Perhaps the best you can do is look at your code base with an eye for the single responsibility principle. One of the main reasons that that the autonomous view (and winforms, which fosters it) is so difficult to test, is because developers tend to lump everything together in an event handler.
Take this question on SO - https://stackoverflow.com/questions/16599778/asp-net-mvc3-linq-make-multiple-related-rows-fields-in-a-1-to-many-relationshi, it's about MVC3, but it's a total mess - one method that is responsible configuring the gridview, configuring the response, and retrieving the data to populate the gridview. It's tough to even know where to begin to answer the question, let alone write any reasonable (read: concise & fast to execute) tests to ensure the solution works.
If you can carefully go through your code, and carefully encapsulate all of the business logic and/or integration points into services/components/interfaces (and implementations), preferably in separate assemblies outside.
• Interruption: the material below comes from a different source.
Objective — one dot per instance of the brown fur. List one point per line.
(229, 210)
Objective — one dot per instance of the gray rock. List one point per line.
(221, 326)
Once you have broken everything the logic into separate components each focused on it's own concern you can write tests for then to ensure that they perform the task they are meant to, without having to test any other part of your application, these will be your services. You want to shoot for each service type to be an interface backed by an implementation.
After you have all of these different projects and assemblies written and tested, you introduce them back into your application using inversion of control (a form of dependency injection). This further decouples your UI from the various business logic that your application is meant to perform. The dream here, is that you will get to a place where, when you are ready to rewrite the UI, you can reuse the business logic components that have already been written and tested.
I'm thinking that the winform class will have a constructor that accepts many arguments (a mix of the various services discussed above). The DI framework will be responsible for providing the services to the winform class. After that, ideally, your winforms event handlers will be relatively small, simply calling service methods with parameter values collected from the various form fields.
Here's a post on using Castle Windsor (a dependency injection framework) with winforms: Using Castle.Windsor with Windows Forms Applications. There are many different DI frameworks, I use Castle Windsor because it's the one I learned first, they all do essentially the same thing, so, all you need to do is find one you are comfortable with.
Here is a separation of concerns tutorial that is based on a web application, but should be instructive as to how to identify & refactor services out of an existing 'kitchen sink' application.
This answer is turning into a book, and it's all very abstract. The main thing is you need to think about application as a set of lego blocks that you combine to produce functionality (each block is a concern), and the UI is simply the glue that holds the blocks together (that analogy isn't perfect).
Really, it's more art than science, but you can train your mind to look at problems in that manner, and once you do, programming, in general, becomes a lot easier. The curve is a bit steep, but, keep at it and you will get there.